Источник жизненных страданий заключён, по мысли Мережковского, в «болезни культуры», неумении жить простой и естественной жизнью. Он считает, что вся послепушкинская литература заражена этой болезнью; единственное исключение – Кольцов, в котором Мережковский видит тот же «избыток радостной жизни», что и в Пушкине.
Своеобразное развитие идей Мережковского представлено в книге М. Гершензона «Мудрость Пушкина» (1919): «Самый общий и основной догмат Пушкина, определяющий все его разумение, есть уверенность, что бытие является в двух видах: как полнота и как неполнота, ущербность»108. Пушкин, по мнению мыслителя, один из немногих, в ком эти два вида бытия сочетались, порождая «гармоническое горение». В конце жизни поэт заразился «гниением» окружающей жизни – спокойным равнодушием, и это привело его к «угасанию». Гершензон сводит смысл пушкинского бытия к «чистой динамике» духа, хаотическому горению. К примеру, женитьба поэта воспринимается им как проявление ущербности, первая стадия «гниения». По мысли философа, всей своей жизнью поэт бросает вызов неполноте бытия, «ущербному, т.е. разумному существованию».
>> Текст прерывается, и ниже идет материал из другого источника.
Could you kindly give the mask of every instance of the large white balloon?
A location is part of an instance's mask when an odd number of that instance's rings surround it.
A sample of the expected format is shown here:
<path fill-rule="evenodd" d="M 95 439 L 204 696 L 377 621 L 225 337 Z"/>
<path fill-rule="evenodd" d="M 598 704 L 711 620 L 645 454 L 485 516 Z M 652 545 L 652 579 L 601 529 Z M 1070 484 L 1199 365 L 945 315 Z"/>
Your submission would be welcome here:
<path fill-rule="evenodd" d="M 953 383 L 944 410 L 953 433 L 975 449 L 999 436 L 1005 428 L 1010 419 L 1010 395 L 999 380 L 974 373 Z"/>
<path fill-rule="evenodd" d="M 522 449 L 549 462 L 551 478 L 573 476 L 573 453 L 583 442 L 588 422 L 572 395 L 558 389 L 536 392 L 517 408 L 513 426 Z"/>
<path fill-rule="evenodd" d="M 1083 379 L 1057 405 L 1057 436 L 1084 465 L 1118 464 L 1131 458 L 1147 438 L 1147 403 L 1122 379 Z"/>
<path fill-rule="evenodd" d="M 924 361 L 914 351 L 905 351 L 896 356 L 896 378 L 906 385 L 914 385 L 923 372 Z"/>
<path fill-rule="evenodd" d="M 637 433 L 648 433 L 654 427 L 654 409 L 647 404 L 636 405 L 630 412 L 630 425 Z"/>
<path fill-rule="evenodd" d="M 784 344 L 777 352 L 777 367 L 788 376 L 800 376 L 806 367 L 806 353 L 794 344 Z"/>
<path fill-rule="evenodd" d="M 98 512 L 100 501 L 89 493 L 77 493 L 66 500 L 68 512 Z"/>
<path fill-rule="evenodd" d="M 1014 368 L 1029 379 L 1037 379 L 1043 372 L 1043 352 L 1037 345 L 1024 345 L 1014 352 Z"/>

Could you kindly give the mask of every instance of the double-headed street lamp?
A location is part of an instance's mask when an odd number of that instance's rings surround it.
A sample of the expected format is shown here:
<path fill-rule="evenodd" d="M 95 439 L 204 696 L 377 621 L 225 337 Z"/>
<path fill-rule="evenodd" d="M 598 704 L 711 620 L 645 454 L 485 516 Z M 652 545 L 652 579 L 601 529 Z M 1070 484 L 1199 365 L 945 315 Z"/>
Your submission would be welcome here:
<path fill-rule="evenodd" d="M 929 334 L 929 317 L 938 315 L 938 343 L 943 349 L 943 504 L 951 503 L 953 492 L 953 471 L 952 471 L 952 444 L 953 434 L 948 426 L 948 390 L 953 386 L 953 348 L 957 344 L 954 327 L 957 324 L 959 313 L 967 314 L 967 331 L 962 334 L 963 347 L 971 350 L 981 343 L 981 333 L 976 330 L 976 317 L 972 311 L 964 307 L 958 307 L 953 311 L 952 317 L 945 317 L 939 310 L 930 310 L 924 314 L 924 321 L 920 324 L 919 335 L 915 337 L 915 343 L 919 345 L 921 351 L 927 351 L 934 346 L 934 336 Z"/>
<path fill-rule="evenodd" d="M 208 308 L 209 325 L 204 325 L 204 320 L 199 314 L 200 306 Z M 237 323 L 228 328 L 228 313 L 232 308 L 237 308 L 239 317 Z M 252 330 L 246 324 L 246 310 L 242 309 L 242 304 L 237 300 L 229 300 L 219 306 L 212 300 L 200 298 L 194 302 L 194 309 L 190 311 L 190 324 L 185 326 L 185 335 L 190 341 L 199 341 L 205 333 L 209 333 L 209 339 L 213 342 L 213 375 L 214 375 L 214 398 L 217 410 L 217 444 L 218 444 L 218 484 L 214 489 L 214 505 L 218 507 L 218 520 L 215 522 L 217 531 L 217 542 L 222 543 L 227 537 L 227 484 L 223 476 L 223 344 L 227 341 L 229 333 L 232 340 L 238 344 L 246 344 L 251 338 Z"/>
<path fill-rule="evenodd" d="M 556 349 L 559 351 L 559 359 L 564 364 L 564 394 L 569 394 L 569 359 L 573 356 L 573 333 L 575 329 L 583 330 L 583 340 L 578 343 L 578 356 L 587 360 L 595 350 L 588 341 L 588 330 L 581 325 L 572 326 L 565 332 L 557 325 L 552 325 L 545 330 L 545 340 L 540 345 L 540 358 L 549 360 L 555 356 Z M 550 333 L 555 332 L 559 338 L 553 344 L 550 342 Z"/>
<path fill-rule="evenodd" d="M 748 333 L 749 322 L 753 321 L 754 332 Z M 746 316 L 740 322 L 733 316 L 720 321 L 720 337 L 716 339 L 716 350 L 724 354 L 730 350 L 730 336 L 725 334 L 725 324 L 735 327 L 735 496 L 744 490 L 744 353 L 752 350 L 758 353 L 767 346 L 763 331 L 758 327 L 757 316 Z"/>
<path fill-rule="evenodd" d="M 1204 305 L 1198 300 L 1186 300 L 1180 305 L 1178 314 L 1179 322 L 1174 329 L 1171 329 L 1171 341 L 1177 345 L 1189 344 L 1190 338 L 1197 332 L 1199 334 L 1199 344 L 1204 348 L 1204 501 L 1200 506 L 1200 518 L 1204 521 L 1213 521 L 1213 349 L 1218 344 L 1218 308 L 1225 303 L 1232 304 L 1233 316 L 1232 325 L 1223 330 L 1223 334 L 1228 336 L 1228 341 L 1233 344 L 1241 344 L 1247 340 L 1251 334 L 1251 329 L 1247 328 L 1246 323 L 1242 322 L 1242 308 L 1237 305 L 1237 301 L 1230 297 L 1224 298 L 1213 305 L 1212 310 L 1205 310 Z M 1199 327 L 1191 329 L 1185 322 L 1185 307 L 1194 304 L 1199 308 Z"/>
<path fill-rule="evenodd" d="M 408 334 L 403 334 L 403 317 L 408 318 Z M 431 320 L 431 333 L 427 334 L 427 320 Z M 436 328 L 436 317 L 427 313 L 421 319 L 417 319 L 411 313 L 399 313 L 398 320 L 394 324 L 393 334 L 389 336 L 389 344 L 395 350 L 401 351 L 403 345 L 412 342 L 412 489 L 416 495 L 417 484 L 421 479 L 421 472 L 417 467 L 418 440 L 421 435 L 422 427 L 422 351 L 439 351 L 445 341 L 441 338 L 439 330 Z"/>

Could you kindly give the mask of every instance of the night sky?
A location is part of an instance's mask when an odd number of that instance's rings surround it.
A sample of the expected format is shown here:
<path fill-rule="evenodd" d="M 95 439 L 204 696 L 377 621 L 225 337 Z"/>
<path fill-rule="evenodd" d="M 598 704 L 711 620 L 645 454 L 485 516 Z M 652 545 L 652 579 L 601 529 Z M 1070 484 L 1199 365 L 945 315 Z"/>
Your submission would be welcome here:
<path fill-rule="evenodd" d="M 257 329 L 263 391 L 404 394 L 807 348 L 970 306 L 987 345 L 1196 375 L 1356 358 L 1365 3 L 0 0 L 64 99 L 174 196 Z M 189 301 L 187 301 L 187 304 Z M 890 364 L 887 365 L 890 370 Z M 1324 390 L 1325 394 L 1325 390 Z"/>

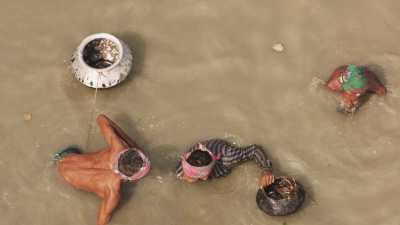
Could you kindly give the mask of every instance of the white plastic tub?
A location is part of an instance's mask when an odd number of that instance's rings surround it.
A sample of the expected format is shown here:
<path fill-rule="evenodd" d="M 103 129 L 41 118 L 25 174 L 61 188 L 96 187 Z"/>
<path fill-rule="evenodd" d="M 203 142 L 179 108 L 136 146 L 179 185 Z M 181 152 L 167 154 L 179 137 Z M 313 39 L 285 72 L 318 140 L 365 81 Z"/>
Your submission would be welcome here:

Другая позиция состоит в том, что Пушкин не нарушает законы бытия, а уточняет их и, подобно Христу, гибнет за свои убеждения. Эта позиция представлена, например, в статье С. Булгакова «Жребий Пушкина», который считает, что хотя «мудрость его светлого ума не всегда могла охранить от гибельных страстей, то для других он является советником, ценителем, руководителем (как, например, для Гоголя)»109. Булгаков противопоставляет человеческой мудрости Пушкина «второе солнце» – современника поэта преподобного Серафима Саровского. Полемизируя с точкой зрения В. Соловьева, философ выдвигает тезис: «Искусство не автоматично и не медиумично в своих вдохновениях, в нем совершается личное творчество, откровение личности <…>». Трагедию Пушкина Булгаков трактует трагедию выбора между «красотой нездешней» и «красотой земной». Катарсисом этой духовной трагедии философ считает героическую смерть Пушкина, воспринятую сквозь призму письма Жуковского отцу поэта, которое стало основанием для мифологического восприятия смерти поэта как «страстей Христовых».
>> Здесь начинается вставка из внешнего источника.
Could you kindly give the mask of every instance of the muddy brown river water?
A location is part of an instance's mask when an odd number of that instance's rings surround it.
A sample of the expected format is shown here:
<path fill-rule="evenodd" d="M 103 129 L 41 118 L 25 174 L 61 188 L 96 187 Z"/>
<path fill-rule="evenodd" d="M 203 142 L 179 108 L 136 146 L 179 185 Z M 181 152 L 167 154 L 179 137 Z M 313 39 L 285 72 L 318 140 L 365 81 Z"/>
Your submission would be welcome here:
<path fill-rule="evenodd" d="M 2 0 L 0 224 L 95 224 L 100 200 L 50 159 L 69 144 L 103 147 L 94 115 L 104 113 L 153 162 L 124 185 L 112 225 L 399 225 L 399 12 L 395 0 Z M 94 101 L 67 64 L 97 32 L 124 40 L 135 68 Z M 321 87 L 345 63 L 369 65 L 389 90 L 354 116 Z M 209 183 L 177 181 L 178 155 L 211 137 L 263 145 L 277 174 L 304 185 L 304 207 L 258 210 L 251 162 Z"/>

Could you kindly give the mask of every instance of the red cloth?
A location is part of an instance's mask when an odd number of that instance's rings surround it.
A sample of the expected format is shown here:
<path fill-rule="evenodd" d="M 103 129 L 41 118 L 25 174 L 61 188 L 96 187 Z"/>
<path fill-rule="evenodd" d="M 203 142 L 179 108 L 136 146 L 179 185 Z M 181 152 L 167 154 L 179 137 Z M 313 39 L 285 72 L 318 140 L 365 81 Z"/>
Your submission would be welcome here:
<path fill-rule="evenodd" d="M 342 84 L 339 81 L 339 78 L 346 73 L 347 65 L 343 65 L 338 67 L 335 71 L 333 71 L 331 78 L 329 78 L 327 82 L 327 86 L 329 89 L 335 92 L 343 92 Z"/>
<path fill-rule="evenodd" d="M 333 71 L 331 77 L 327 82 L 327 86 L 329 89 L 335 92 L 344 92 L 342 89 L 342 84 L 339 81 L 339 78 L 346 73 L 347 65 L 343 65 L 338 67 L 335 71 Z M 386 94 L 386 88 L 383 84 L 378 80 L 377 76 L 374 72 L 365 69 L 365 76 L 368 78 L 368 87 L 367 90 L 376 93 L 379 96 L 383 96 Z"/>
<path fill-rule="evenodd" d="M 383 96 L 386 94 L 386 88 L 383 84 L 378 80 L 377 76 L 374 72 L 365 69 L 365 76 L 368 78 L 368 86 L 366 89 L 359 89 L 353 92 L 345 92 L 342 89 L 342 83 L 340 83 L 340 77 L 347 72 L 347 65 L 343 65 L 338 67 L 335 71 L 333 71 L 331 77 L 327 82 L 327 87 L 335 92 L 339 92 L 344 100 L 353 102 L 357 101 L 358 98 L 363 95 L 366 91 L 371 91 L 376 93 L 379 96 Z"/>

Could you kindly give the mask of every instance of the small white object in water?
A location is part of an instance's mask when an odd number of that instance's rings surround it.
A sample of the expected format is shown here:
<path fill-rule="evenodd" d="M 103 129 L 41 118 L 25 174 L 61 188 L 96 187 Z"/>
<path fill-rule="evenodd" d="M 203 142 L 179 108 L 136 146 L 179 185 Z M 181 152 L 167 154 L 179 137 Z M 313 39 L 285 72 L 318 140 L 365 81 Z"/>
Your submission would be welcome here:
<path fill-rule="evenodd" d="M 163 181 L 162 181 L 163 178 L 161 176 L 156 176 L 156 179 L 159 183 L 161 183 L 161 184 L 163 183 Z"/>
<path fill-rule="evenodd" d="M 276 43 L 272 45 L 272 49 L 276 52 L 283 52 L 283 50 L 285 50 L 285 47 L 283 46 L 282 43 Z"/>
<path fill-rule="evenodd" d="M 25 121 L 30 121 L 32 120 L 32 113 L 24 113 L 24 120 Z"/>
По мнению современного философа М. Мамардашвили, Пушкин едва ли не единолично хотел создать историю в России, утвердить традицию семьи как частного случая Дома, как неприкосновенного исторического уклада, в который не может вмешиваться, ни царь, ни церковь, ни народ: «Для меня очевидно, например, что он был выведен на дуэль не зряшной физической ревностью. Действительно, „невольник чести“. Но чести не в ходячем, „полковом“ ее понимании, а чести как устоя бытия, как элемента чуть ли не космического осмысления порядка и меры. В ней он утверждал и защищал также и гражданское достоинство и социальный статус поэта, всякого человека мысли и воображения»110.
Как видим, философская мысль предлагает диаметрально противоположные толкования пушкинской биографии. Важно подчеркнуть, что во всех случаях речь идет все же не о конкретном человеке – Пушкине – скорее это представления о нем, позволяющие каждому из философов достаточно плодотворно иллюстрировать свою позицию относительно смысла человеческого бытия.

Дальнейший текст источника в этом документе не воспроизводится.